To start with, I am going to generate a dataset that is deliberately engineered to be very difficult to fit using traditional linear regression. The dataset has three characteristics that present challenges of linear regression
- The dataset is very "wide". There are relatively large numbers of (possible) predictors compared to the number of observations.
- The predictors are strongly correlated with one another
- There is a large amount of noise in the dataset
clear all clc rng(1998);
Create eight X variables. The mean of each variable will be equal to zero.
mu = [0 0 0 0 0 0 0 0];
The variables are correlated with one another. The covariance matrix is specified as
i = 1:8; matrix = abs(bsxfun(@minus,i',i)); covariance = repmat(.5,8,8).^matrix;
Use these parameters to generate a set of multivariate normal random numbers.
X = mvnrnd(mu, covariance, 20);
Create a hyperplane that describes Y = f(X) and add in a noise vector. Note that only three of the eight predictors have coefficient values > 0. This means that five of the eight predictors have zero impact on the actual model.
Beta = [3; 1.5; 0; 0; 2; 0; 0; 0]; ds = dataset(Beta); Y = X * Beta + 3 * randn(20,1);
For those who are interested, this example was motivated by Robert Tibshirani's classic 1996 paper on the lasso:
Tibshirani, R. (1996). Regression shrinkage and selection via the lasso. J. Royal. Statist. Soc B., Vol. 58, No. 1, pages 267-288).
Let's model Y = f(X) using ordinary least squares regression. We'll start by using traditional linear regression to model Y = f(X) and compare the coefficients that were estimated by the regression model to the known vector Beta.
b = regress(Y,X); ds.Linear = b; disp(ds)
Beta Linear 3 3.5819 1.5 0.44611 0 0.92272 0 -0.84134 2 4.7091 0 -2.5195 0 0.17123 0 -0.42067
As expected, the regression model is performing very poorly.
- The regression is estimating coefficient values for all eight predictors. Objectively, we "know" that five of these coefficients should be zero.
- Furthermore, the coefficients that are being estimated are very far removed from the true value.

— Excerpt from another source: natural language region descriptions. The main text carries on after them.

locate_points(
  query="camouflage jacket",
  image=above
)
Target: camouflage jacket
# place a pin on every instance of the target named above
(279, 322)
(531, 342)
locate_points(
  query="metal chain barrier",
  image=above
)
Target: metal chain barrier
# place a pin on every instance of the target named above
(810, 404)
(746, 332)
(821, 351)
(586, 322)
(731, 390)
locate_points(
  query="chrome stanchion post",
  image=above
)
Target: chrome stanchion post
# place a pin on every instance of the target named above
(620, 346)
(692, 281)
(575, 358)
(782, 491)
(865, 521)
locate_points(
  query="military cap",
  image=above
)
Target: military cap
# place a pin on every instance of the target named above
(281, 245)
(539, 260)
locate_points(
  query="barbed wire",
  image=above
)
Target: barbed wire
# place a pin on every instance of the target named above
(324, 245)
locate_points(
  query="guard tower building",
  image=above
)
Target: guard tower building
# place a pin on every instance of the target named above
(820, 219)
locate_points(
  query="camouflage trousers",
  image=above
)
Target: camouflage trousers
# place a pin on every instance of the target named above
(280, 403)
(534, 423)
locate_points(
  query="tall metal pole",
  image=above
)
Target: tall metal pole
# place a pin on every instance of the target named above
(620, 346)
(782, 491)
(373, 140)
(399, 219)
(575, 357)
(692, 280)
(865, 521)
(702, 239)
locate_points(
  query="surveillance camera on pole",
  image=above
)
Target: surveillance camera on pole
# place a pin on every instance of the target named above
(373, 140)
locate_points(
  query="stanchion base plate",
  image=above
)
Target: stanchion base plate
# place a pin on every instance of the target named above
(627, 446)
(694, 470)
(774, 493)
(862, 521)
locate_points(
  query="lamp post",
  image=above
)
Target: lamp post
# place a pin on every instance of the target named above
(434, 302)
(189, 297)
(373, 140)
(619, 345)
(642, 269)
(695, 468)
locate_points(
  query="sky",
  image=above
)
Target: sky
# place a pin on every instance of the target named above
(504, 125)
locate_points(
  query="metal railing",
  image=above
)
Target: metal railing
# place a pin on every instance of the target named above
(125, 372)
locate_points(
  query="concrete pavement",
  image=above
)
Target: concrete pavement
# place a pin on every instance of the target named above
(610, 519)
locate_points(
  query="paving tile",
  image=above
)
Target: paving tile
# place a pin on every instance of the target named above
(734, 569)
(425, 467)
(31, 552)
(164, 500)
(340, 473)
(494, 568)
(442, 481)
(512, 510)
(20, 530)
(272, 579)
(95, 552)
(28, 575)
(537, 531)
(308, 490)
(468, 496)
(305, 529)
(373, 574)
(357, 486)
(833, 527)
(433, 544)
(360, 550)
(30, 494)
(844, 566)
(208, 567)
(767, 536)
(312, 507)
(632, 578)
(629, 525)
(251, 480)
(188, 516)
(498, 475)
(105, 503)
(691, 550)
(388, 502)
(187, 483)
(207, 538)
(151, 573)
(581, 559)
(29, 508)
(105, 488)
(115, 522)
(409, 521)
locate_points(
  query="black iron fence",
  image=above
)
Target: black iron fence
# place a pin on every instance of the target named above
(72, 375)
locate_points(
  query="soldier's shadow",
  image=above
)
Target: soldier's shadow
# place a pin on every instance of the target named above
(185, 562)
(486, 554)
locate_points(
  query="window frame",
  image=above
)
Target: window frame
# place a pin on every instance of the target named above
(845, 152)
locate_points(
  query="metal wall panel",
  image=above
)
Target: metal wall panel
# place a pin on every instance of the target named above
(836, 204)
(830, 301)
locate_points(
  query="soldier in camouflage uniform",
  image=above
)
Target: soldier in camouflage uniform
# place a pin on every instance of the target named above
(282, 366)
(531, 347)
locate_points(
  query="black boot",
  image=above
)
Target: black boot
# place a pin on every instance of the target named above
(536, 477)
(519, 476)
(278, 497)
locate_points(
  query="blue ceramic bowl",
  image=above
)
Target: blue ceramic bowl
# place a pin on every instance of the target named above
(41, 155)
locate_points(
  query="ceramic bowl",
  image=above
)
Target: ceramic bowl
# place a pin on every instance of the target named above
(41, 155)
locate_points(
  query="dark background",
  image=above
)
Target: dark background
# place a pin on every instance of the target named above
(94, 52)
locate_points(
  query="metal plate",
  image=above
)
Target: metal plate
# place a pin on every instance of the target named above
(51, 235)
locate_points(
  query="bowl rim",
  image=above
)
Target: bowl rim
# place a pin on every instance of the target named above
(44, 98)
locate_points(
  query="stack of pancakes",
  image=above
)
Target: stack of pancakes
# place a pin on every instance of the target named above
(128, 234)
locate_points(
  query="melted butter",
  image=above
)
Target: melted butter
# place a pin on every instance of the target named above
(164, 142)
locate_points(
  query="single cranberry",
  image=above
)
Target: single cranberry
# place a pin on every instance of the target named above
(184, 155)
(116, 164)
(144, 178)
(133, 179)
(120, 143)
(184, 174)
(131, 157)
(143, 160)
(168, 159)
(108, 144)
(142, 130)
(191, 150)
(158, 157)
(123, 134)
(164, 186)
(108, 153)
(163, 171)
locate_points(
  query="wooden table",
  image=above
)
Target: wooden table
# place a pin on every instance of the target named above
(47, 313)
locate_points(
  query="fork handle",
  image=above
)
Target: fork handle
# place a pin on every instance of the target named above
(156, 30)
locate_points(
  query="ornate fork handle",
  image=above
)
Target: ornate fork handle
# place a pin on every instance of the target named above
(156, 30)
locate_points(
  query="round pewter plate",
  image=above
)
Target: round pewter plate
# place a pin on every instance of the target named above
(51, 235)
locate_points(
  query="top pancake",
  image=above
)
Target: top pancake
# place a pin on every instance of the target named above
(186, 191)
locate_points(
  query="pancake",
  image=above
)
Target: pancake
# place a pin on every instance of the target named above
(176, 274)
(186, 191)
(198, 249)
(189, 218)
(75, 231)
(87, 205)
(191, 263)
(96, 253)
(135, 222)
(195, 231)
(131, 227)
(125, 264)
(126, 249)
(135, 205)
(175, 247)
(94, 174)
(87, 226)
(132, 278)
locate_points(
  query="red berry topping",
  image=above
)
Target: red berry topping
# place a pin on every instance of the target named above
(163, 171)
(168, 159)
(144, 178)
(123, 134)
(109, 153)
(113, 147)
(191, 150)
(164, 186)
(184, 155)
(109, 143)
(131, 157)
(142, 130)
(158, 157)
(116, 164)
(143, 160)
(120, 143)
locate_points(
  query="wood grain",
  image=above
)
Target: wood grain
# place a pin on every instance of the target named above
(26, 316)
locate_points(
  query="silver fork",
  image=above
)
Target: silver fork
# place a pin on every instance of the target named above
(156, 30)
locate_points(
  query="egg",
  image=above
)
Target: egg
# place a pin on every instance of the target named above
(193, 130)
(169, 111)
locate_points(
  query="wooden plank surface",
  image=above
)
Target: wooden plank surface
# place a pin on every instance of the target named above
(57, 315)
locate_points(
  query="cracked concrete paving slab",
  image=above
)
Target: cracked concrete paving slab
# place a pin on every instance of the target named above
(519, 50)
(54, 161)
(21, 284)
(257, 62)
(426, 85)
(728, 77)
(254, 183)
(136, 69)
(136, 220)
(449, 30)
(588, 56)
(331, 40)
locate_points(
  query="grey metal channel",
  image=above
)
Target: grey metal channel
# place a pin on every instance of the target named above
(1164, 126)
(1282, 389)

Let's see if we can improve on these results using a technique called "All possible subset regression". First, I'm going to generate 255 different regession models which encompass every possible combinate of the eight predictors. Next, I am going to measure the accuracy of the resulting regression using the cross validated mean squared error. Finally, I'm going to select the regression model that produced the most accurate results and compare this to our original regression model.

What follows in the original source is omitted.